Persist or not persist : comment

btanksley@hifn.com btanksley@hifn.com
Thu, 21 Oct 1999 17:17:19 -0700


> From: Brian Rice [mailto:water@tscnet.com]
> Subject: RE: Persist or not persist : comment

> blah, blah, blah
> low-level ideas, once again. preferences expressed.

On my part, yes.  I express things, and my goal is to be understood.  I try
to use complete sentances so that people can guess what I'm talking about
(even if I'm otherwise unclear).  Do you not care?  Or are you merely trying
to offend people?  Are you trying to imply (or state) that my discussion is
worthless?

I'm seriously not sure whether you're trying to offend me, but it looks kind
of like it.

> Hello?  This is not what tunes is about.

Expressing preferences?  No.  It's about designing a system.

> I was analyzing other systems.
> I've looked at those good examples, and their ideas of 
> documents are all
> extremely low-level.  The point of Tunes is _not_ to 
> implement imaginative
> ideas, it's to build a high-level framework so that we don't have to
> implement them ever again.

One part of building a high-level framework is to build the low-level
framework.  I agree that we don't want the low-level framework to be decided
BEFORE we have specified the high-level one; it's clear that the high-level
behavior is more important.

This is why I stomped on your statement that "saving" should make accessing
the document faster.

> >Again I emphasise: _look at Udanax_.  It has possibilities 
> >for version
> >control like I've never imagined before.  It's AWESOME.  And free.

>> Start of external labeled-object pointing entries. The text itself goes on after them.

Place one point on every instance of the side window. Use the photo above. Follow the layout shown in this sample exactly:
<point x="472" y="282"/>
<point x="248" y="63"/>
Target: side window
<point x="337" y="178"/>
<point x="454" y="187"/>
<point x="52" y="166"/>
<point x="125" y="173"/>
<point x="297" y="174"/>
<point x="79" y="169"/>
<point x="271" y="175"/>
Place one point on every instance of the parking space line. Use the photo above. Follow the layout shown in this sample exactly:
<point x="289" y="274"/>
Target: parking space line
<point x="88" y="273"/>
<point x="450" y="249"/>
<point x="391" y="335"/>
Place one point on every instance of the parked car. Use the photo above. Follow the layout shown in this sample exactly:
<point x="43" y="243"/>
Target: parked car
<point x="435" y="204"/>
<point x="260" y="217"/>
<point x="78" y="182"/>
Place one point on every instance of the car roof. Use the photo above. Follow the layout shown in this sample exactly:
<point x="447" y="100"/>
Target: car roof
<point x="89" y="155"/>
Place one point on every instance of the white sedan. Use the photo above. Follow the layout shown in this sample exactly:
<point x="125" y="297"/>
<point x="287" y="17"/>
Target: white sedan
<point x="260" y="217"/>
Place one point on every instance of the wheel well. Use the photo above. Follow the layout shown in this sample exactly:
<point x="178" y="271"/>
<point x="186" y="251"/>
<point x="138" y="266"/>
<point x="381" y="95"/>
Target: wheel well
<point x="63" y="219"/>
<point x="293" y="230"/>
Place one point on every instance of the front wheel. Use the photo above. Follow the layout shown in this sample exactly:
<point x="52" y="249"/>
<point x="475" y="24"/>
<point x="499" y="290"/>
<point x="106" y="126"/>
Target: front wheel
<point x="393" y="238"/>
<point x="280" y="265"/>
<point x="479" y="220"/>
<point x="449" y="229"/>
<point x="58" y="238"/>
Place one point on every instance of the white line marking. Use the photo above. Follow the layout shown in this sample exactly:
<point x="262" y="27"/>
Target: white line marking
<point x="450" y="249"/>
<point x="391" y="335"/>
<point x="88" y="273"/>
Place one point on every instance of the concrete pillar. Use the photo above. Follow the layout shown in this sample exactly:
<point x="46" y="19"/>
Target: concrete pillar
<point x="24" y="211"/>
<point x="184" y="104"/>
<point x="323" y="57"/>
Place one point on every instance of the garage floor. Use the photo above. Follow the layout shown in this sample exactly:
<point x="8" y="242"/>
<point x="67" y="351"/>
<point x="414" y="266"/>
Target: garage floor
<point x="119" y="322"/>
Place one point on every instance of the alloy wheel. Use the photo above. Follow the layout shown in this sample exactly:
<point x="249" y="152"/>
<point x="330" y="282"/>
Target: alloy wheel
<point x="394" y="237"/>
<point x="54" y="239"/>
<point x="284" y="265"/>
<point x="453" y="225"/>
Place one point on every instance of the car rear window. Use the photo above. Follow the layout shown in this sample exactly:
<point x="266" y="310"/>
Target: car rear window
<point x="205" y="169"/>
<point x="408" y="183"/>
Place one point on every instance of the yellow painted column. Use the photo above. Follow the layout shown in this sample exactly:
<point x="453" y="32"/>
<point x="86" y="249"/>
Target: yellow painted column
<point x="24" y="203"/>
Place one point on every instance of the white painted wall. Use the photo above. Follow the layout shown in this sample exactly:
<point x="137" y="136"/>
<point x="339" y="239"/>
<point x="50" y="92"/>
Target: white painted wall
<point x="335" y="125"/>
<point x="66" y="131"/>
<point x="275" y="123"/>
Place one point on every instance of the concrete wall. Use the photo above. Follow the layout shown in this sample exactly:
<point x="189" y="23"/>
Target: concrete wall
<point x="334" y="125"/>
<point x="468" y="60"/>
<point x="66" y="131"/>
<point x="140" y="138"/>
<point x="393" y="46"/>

So evidently you don't want to consider the new possibilities expressed by
Udanax.  That's probably because you've thought of them all individually
before: a fileless, version controlled, highly linked system.  Heck, who
hasn't?  I urge you to reconsider -- don't consider the Udanax code or
interface, look instead at what they tried to do and the capabilities of
their data structures and algorithms.  They can really do it, not just think
about it.

Things like that can make a lot of our file-centric assumptions obsolete.